I'm designing a circuit that will run from 3V battery. The battery can get as low as 2V and I want to use it as much as I can.
I'm using a PIC24 that operates with the integrated regulator for VDDCORE disabled with a VDD from 2.0V to 3.6V but VDDCORE goes from 2.0V to 2.75V max, so I can't power the microcontroller directly from the battery as I will be exceeding the VDDCORE allowed voltage.
I'm planning to use an LDO as the MCP1703 with an output voltage of 2.5V to power the microcontroller VDD and VDDCORE. My current consumption won't be higher than 50mA. My question is, when the battery voltage goes below 2.5V (plus the dropout voltage) will the regulator act as a switch bypassing the input voltage to the output plus a dropout? How high would be the dropout?
Best Answer
MCP1703 datasheet figure 2-31 shows the output tracking the input down to well below 2.0V.

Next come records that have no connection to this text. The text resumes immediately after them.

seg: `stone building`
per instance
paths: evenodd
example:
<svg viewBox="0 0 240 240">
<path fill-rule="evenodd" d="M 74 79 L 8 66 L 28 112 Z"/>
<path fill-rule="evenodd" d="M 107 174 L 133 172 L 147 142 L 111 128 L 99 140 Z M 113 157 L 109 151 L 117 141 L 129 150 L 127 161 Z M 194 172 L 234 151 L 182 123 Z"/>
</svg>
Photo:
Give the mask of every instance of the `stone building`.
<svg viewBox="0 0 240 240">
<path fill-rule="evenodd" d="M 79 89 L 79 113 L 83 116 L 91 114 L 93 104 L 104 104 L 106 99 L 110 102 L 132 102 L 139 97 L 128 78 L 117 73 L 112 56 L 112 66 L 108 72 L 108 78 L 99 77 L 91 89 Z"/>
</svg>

However this is at a load current of only 1mA. Figure 2-17 shows short circuit current vs input voltage. Here we see that it can only deliver a few milliamps at 2V.
This poor low voltage performance is probably caused by the pass FET having a relatively high Gate threshold voltage, which may be an inherent result of its 16V rating.
I would use the MCP1700, which is specified for 200mA output at 2.3V. It can only handle 6V maximum, but this is well above your battery voltage.